[Nummer 3]
Tsjip
VPRO-radio 4, donderdagmiddag 28 november 1991, 16.00 uur: ‘Het was nog donker, toen in de vroege morgen van de twee en twintigste December 1946 in onze stad, op de eerste verdieping van het huis Schilderskade 66, de held van deze geschiedenis, Frits van Egters, ontwaakte. Hij keek op zijn lichtgevend horloge, dat aan een spijker hing. “Kwart voor zes”, mompelde hij, “het is nog nacht.” Hij wreef zich in het gezicht. “Wat een ellendige droom”, dacht hij. “Waar ging het over?” Langzaam kon hij zich de inhoud te binnen brengen.’
VPRO-radio 1 en 2, vrijdagnacht 29 november 1991, 02.30 uur: ‘“Alles is voorbij”, fluisterde hij, “het is overgegaan.
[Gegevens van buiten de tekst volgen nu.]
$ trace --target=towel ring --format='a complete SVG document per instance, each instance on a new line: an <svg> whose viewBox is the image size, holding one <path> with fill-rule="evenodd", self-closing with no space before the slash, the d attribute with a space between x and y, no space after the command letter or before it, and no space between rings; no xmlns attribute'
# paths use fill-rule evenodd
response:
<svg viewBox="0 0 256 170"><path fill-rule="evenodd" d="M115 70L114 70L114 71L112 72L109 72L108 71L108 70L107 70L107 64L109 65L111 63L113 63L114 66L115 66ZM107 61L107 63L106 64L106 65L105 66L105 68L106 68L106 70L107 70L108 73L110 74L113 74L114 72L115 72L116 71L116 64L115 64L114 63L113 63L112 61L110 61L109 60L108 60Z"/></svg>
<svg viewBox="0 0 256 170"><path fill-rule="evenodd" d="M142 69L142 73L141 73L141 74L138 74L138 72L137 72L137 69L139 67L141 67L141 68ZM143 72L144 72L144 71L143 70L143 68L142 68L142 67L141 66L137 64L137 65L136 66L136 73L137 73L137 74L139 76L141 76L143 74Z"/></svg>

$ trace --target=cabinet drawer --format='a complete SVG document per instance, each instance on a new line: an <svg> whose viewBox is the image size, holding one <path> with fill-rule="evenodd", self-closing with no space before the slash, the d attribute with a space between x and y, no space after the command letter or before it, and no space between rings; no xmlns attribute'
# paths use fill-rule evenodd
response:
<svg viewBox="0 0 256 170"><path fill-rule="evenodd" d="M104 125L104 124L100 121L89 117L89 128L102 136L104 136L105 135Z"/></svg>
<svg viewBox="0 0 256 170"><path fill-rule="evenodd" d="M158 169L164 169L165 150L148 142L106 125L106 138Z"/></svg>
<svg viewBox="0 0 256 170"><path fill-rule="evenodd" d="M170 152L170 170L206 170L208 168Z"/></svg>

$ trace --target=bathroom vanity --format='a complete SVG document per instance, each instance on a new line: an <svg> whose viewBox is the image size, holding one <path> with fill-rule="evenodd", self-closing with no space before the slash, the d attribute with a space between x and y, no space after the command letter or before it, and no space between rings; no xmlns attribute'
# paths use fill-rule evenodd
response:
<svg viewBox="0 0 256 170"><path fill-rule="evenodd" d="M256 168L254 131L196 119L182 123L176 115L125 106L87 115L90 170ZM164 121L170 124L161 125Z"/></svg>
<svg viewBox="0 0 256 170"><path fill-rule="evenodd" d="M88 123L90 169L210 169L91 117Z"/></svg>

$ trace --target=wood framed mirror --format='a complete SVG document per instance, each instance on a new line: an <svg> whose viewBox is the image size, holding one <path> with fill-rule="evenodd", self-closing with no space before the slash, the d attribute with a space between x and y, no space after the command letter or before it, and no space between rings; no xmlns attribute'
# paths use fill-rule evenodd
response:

Het jaar is er niet meer. Konijn, ik ben levend. Ik adem, en ik beweeg, dus ik leef. Is dat duidelijk? Welke beproevingen ook komen, ik leef.” Hij zoog de borst vol adem en stapte in bed. “Het is gezien”, mompelde hij, “het is niet onopgemerkt gebleven.” Hij strekte zich uit en viel in een diepe slaap.’
‘Als voorlezer is hij een natuurtalent. Hij weet spanning te creëren. Als je naar hem luistert is het buitengewoon hallucinerend, de tekst wordt zeer dwingend. Het is theater met de kwaliteit van minimal music. Je raakt gewend aan zijn stem, bijna ongemerkt. Alles waar je overheen had gelezen, valt nu plotseling op.’